During this term, Pittsburgh Theological Seminary students will be learning about C. S. Lewis with Dr. Edith M. Humphrey in the class “C. S. Lewis and the Bible.” This course is open for students in the Master of Divinity (MDiv), Master of Arts in Pastoral Studies (MAPS), and Master of Theology (MTS) degree programs.

In this course, students will engage in a focused study of the work of C. S. Lewis, especially his more neglected books. The course will pay special attention to those biblical and theological themes that are increasingly neglected in the Western Church. The readings from Lewis will be keyed to a parallel study of “uncomfortable” aspects of the biblical witness and traditional theological themes, including the concepts of miracle versus magic, depravity and possession, hell and heaven, propitiatory and representative atonement, and temptation and spiritual blindness.

By the end of the course, students will have fostered the development of their biblical and theological imagination by becoming familiar with subjects not commonly broached in our day. The topics will be studied through poignant examples of Lewis’s theological integration and biblically informed writing. Students will also learn to highlight the differences between Lewis’ day and ours and, with an eye to contextual awareness, consider whether or how such subjects ought to be tackled now in preaching, teaching, and evangelism.

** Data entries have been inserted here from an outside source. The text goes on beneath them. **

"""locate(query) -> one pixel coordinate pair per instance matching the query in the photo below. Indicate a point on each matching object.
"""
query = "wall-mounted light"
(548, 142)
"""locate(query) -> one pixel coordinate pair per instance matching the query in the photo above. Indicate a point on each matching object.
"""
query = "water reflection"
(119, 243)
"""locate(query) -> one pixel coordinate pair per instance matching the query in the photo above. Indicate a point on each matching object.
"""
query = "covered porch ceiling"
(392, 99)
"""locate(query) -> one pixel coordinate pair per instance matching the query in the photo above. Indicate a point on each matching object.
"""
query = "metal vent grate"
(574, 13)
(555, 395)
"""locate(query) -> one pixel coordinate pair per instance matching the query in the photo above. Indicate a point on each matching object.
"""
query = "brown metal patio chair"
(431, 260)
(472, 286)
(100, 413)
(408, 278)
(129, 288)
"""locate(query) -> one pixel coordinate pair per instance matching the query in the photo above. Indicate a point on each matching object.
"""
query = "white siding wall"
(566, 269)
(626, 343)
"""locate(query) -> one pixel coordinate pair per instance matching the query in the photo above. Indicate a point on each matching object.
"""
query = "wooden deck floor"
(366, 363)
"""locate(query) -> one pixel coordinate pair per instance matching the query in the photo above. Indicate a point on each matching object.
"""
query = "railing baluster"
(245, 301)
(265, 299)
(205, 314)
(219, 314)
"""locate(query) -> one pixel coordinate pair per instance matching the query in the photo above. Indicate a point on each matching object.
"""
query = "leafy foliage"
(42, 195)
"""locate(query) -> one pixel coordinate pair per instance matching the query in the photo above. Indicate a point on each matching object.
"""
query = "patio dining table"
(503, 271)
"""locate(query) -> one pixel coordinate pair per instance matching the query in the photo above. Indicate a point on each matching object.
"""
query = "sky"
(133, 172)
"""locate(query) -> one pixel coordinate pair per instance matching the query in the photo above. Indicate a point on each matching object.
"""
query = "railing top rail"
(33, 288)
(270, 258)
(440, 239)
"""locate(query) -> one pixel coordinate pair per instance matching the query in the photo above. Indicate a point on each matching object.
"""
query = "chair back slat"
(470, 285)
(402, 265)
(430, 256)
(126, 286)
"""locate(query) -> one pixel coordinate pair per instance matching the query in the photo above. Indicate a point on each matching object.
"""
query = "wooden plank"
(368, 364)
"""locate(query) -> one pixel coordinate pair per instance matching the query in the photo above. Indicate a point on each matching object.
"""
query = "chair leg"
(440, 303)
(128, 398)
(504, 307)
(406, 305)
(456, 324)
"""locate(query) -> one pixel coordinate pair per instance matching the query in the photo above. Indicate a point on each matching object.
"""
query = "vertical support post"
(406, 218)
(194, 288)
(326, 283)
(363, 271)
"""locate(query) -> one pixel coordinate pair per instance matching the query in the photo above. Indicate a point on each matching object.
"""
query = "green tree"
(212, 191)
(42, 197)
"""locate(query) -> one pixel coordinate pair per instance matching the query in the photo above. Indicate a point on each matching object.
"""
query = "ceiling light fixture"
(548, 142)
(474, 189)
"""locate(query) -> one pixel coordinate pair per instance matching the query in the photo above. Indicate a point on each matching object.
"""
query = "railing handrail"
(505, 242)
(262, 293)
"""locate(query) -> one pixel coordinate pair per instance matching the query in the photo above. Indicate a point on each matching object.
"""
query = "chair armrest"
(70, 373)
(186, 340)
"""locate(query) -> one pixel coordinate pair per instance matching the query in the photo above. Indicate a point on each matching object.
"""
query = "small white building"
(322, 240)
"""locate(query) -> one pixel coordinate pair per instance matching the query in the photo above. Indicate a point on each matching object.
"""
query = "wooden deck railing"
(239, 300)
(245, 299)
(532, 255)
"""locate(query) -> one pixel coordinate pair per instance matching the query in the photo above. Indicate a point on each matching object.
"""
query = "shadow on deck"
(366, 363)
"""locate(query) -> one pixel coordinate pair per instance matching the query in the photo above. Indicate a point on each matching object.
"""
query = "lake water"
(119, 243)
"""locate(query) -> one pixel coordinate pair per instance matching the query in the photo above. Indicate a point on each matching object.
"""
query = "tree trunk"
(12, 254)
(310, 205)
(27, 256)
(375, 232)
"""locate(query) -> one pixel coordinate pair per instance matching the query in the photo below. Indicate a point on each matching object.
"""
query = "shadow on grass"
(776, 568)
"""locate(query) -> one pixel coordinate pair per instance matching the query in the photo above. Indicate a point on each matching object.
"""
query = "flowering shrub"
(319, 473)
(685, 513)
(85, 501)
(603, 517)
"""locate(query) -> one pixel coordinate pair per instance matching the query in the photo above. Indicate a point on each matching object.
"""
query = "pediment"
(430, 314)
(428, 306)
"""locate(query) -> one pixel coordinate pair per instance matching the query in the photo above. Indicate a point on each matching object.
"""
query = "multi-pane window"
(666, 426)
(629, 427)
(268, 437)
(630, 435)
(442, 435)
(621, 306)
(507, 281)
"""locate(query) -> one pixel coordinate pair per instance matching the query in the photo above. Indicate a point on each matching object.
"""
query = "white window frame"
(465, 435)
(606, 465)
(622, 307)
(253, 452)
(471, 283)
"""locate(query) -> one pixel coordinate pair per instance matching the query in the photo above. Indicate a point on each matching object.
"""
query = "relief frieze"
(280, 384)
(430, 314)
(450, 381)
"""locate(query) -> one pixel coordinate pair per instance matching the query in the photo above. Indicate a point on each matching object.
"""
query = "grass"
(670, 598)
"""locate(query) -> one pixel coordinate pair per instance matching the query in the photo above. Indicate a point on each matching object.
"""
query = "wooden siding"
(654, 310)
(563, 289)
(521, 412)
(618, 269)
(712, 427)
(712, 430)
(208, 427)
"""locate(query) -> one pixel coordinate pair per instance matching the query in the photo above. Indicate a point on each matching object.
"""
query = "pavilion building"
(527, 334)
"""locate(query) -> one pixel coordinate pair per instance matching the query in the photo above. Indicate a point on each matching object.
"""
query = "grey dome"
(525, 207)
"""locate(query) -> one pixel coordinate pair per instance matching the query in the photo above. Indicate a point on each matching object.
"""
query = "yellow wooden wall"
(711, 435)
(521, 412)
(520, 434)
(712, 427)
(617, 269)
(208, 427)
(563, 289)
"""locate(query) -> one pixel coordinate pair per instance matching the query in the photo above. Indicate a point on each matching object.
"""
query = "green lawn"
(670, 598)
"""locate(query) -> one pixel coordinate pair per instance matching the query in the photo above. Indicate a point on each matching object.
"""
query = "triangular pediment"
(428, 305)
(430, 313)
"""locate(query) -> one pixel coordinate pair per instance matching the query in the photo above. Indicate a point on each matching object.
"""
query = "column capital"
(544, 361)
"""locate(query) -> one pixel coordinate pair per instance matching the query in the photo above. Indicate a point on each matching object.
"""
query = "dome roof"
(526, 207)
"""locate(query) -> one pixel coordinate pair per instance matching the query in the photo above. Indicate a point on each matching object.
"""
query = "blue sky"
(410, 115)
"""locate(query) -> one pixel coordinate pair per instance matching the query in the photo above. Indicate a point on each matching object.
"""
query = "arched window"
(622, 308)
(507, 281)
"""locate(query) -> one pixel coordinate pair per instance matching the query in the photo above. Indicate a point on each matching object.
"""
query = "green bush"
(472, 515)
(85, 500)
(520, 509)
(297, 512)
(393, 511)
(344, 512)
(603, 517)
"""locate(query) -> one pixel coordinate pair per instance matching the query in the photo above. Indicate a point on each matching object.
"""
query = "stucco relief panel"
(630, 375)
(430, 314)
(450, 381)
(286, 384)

Assignments will include reading, keeping a reflection diary, writing a sermon or short paper with an outline, and participating in classroom discussions. The following works by C. S. Lewis are required reading: Till We Have Faces, That Hideous Strength, The Complete C. S. Lewis Signature Classics (specifically The Great Divorce; Miracles; Abolition of Man; A Grief Observed; and The Problem of Pain), The Collected Works of C. S. Lewis (specifically Pilgrim’s Regress and the essay “Fernseed and Elephants”), The Chronicles of Narnia (specifically The Magician’s Nephew and The Silver Chair), and other essays. These will be read in parallel with Scripture and Deuterocanonical/Apocryphal readings.

About the Instructor

Dr. Edith M. Humphrey is the William F. Orr Professor of New Testament at Pittsburgh Theological Seminary (2002-present). She earned her bachelor’s (with honors) from Victoria University (University of Toronto) and received her doctorate from McGill University, Montreal, where she was awarded the Governor General’s Gold Medal. The author of numerous articles on the literary and rhetorical study of the Bible, she has also written seven books, including most recently Further Up and Further In: Orthodox Conversations with C. S. Lewis on Scripture and Theology (St. Vladimir’s Press, 2017). In her popular writing she has addressed such subjects as the Jesus Seminar, the Trinity, sexuality and the human person, music and theology, the authority of Scripture within the Great Tradition, and Christian spirituality. An active member of the Orthodox Church, she retains strong ties with friends in various denominations and is a popular speaker at church retreats, ecumenical conferences, and seminary events.